Specify the output format and the patterns you want. Ambiguity in instructions produces ambiguity in results. You must be able to evaluate the output. This is non-negotiable if you want code that doesn't bloat and get confused in the long run, and I'm sorry, because this is the exact rule we all wish we could just break. But if you could not, in principle, do the task yourself (or at least check it), you cannot reliably use a model to do it. In which case, purposefully use the model in "tutor mode" for a bit instead, and you'll fix that fast.

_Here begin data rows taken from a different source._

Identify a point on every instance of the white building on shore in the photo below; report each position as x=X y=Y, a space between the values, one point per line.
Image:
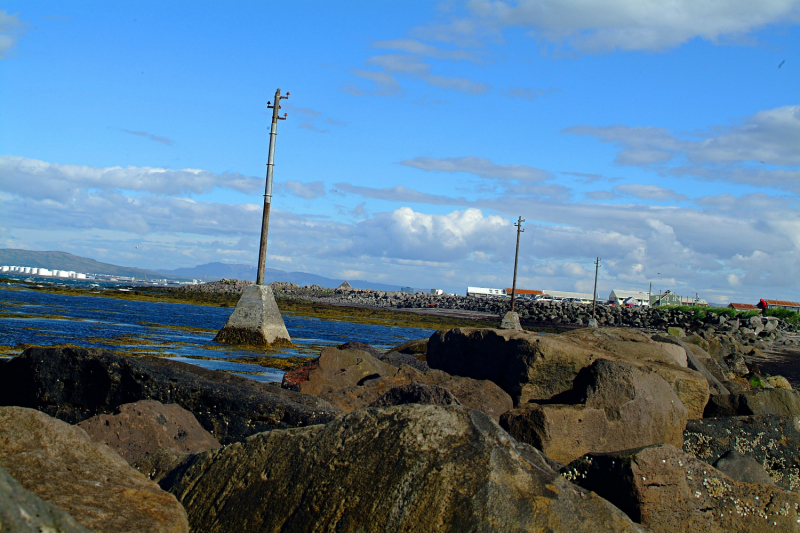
x=486 y=292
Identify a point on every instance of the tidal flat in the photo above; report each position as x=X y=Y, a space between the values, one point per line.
x=182 y=326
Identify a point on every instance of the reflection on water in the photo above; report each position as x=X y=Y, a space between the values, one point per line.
x=180 y=331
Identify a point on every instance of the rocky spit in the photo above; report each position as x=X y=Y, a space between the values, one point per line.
x=609 y=429
x=753 y=331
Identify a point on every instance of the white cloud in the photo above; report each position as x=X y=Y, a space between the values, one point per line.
x=384 y=84
x=597 y=26
x=309 y=191
x=416 y=47
x=11 y=29
x=744 y=153
x=650 y=192
x=481 y=167
x=162 y=140
x=414 y=67
x=39 y=179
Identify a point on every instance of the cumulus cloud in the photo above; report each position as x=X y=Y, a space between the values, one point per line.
x=650 y=192
x=399 y=193
x=11 y=29
x=414 y=67
x=416 y=47
x=745 y=153
x=42 y=180
x=383 y=83
x=480 y=167
x=601 y=26
x=162 y=140
x=309 y=191
x=755 y=238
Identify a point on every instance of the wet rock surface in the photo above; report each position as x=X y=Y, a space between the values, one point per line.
x=613 y=406
x=772 y=441
x=63 y=466
x=755 y=402
x=670 y=491
x=351 y=379
x=77 y=384
x=23 y=512
x=137 y=429
x=416 y=393
x=404 y=468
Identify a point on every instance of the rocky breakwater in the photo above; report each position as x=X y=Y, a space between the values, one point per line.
x=757 y=331
x=361 y=440
x=76 y=384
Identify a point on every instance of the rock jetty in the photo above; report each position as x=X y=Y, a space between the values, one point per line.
x=609 y=429
x=756 y=331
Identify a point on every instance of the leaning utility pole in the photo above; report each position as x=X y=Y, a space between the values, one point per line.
x=273 y=133
x=516 y=260
x=257 y=320
x=594 y=294
x=511 y=319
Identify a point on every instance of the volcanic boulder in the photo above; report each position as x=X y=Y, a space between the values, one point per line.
x=135 y=430
x=772 y=441
x=613 y=406
x=76 y=384
x=63 y=466
x=673 y=492
x=22 y=511
x=406 y=468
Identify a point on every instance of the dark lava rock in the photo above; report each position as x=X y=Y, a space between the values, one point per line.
x=135 y=430
x=76 y=384
x=416 y=393
x=399 y=359
x=742 y=468
x=673 y=492
x=783 y=402
x=773 y=441
x=63 y=466
x=24 y=512
x=412 y=468
x=613 y=406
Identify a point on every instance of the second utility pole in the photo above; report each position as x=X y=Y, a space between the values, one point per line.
x=516 y=259
x=511 y=319
x=273 y=133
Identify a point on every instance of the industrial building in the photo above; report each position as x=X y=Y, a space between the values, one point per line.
x=486 y=292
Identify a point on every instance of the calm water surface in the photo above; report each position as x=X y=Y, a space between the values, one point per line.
x=179 y=331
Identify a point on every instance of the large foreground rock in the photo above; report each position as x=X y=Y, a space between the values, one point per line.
x=135 y=430
x=63 y=466
x=352 y=378
x=525 y=365
x=773 y=441
x=782 y=402
x=673 y=492
x=21 y=511
x=76 y=384
x=534 y=367
x=614 y=406
x=408 y=468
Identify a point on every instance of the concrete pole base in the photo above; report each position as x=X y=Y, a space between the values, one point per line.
x=256 y=321
x=511 y=321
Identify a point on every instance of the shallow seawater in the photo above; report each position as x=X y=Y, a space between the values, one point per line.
x=182 y=332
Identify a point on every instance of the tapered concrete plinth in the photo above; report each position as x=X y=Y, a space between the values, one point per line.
x=256 y=320
x=511 y=321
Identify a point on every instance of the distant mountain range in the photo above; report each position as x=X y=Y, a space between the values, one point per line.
x=215 y=271
x=207 y=272
x=66 y=261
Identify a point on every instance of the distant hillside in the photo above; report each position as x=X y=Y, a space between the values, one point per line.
x=66 y=261
x=215 y=271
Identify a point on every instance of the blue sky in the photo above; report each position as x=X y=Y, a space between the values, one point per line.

Good prompts are like air in your bike tires. Time spent crafting a precise prompt almost always pays back in reduced back-and-forth and better results. Treat prompt design as part of the work, not as overhead. Test outputs systematically. Do not treat the first response as final. For code, run it. For analysis, probe the assumptions. For writing, read it critically.
Doing all of the above, you may find that you spend some appreciable amount of time writing careful prompts, and retreating/re-prompting/tuning up prompts. This is okay, and honestly a good thing. In my experience, these systems have still sped up my output of production-level code by around a factor of 5 to 10. That's a fantastic paradigm shift, but I have also met otherwise-good engineers who would claim a factor of 50, but who also ship bugs and confusing code an appreciable fraction of the time.
As a Recon/Research tool: Most modern agent systems can also do web research, which often means they can verify, find and explain API contracts and other such things. This is often a good use on the way to change or add to existing patterns.